Isolation
English edition,
comes in a black box with 2 books
Isolation and Hate is
Dogwalk Books, 2017
Dogwalkbooks.com
mail@tinaenghoff.com
Text: Kamille Nygård
Design: Tina Enghoff
80 pages, 47 photographs
13 cm x 20 cm
ISBN 978-91-639-3098-0
Danish edition
Forlaget Vandkunsten, 2017
www.forlagetvandkunsten.dk/112622/
ISBN 978-87-7695-493-2
Excerpt from the text by Kamille Nygård
Prison Chamberlain at Ringe State Prison, Denmark
(...)For some, solitary confinement offers a break. For others, it is a dead end. Often the last stop on a downward prison cycle. This is also where some of the condemned who are also condemned to be deported end up, those who fear for their lives once they are deported, and who panic in the final weeks prior to departure. They end up in solitary confinement because no one knows what else to do with them, and because they fill
the cells with their raving angst and incomprehensible curses. But the walls are indifferent. They quietly remind them – those who have already come too far to have a life, also way beyond their own boundaries – that the possibility of not existing actually exists.
IV.
But there are also those who resist in desperation. Who scream and hate and send curses through the walls. Who carve their names on the edge of the bed as if to assume some control of the situation: I am who I am! Fuck Ringe Prison! Who wrap paper around one of the two light bulbs in the cell so it catches fire. Or who just pour their coffee over the walls – calmly and methodically. Who scratch the skin of the institution that affects to feel nothing. Marks and symbols and signs of life, only partly decipherable and so badly spelt it is as if they come from a parallel universe that is trying to shout out to this world – or give it the finger.

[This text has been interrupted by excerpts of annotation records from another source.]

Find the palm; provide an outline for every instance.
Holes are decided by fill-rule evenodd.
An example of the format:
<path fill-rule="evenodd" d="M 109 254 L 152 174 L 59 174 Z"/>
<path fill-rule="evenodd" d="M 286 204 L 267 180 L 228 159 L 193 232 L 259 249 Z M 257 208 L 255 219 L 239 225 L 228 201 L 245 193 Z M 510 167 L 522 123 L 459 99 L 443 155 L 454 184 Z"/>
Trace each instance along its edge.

There is a steady flow of letters and drugs into and out of solitary confinement, not to mention the traffic of inside knowledge that circumvents official channels. A network that constantly discovers new routes. No prison in Denmark has managed to stop mobile phones being smuggled in. So basic is our need for human contact. Although most communication is still conducted in the old way. The prisoners have, after all, a voice, and a voice loud enough to penetrate the walls that divide their cells.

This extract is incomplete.